Jesus promised, “In my Father’s house are many rooms; if it were not so, I would have told you. I am going there to prepare a place for you. And if I go and prepare a place for you, I will come back and take you to be with me that you also may be where I am. (John 14:2-3)
See how Stephen’s final words of testimony are proof for us that we can confidently trust this promise Jesus made. 56 “Look,” Stephen said, “I see heaven open and the Son of Man standing at the right hand of God.”
The apostle Paul wanted to exalt Christ by life, or by death. “I desire to depart and be with Christ,” says Paul, “which is better by far.” “To depart and be with Christ.” We usually focus on what we are leaving behind, but Paul is thinking about where He is going and what he is going to and Who he is going to be with. Paul longed to depart and be with Christ – but do we? Woody Allen said, “I’m not afraid of dying. I just don’t want to be there when it happens.” We need to face our fear of death.

“To be with Christ, which is better by far.” This is our Christian hope. The “happy certainty” of heaven. Sometimes we use the word “hope” in a vague wishy-washy kind of way. In contrast, in the Bible the word “hope” is always definite and certain! So we do better to translate the word “hope” as “happy certainty.” Death is simply the doorway through which we must pass to enter into the immediate presence of the Lord we love and Who loves us. For Christians, death is not a hopeless end but an endless hope. Jim Packer wrote that death is not an end but a beginning, not an exit but an entrance. “Death is a door to more, not less, a plus not a minus, an increase not a decrease, a filling not an emptying.” Death is not extinguishing the light from the Christian. It is putting out the lamp because the bright new glorious dawn has come. Death is not a journey to an unknown land but a voyage home, to our Father’s house and to our forever family. When we die, we are simply called home! To use a wonderful Salvation Army phrase, we are “promoted to glory.”
We might rightly say, “They’ve gone to a better place.” Heaven is a place of rest, a place of reward, a place of rejoicing, a place of resurrection, a place of reunion with our loved ones and especially in the presence of Christ Himself. A place of resurrection! A place with no more sickness, no more pain, no more crying, no more dying, no more mourning. “With Christ, which is better by far!” That is the heart of the Christian hope – the certainty that spending eternity with Jesus in glory will be so much better than even the best of life here on earth. A better life. A better home. A better place. To die is gain. To be with Christ, which is better by far. THIS is our Christian hope!
On holiday I saw a T-shirt with a wonderfully inspiring slogan! “IAF.” Underneath it spelled out the words.

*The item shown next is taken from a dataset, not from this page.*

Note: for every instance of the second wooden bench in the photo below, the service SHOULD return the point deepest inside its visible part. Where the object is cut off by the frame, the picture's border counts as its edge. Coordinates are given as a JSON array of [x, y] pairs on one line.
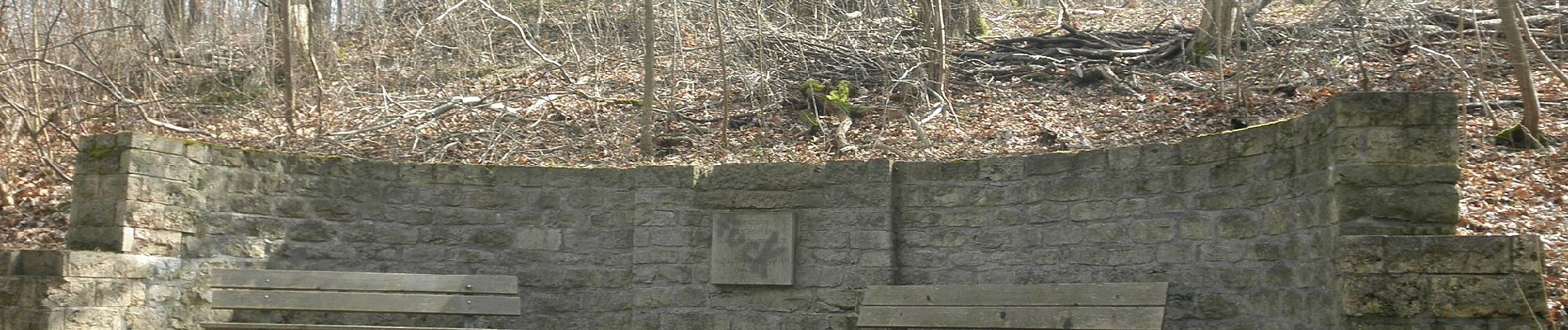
[[1084, 305], [360, 291]]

IAF. “I AM FOREVER.” Turns out that is the name of a rock band from Somerset but I think it is definitely a slogan any Christian could boldly proclaim. “I AM FOREVER.” Whatever the world may throw at me. However hard it gets to follow Christ, however much it costs. I AM FOREVER. The story of the death of Stephen reminds us that we may face opposition, persecution, even death for the sake of Jesus Christ. But in it all, each of us can say, as Stephen believed, “I AM FOREVER!”
55 Stephen, full of the Holy Spirit, looked up to heaven and saw the glory of God, and Jesus standing at the right hand of God.
59 While they were stoning him, Stephen prayed, “Lord Jesus, receive my spirit.” 60 Then he fell on his knees and cried out, “Lord, do not hold this sin against them.” When he had said this, he fell asleep.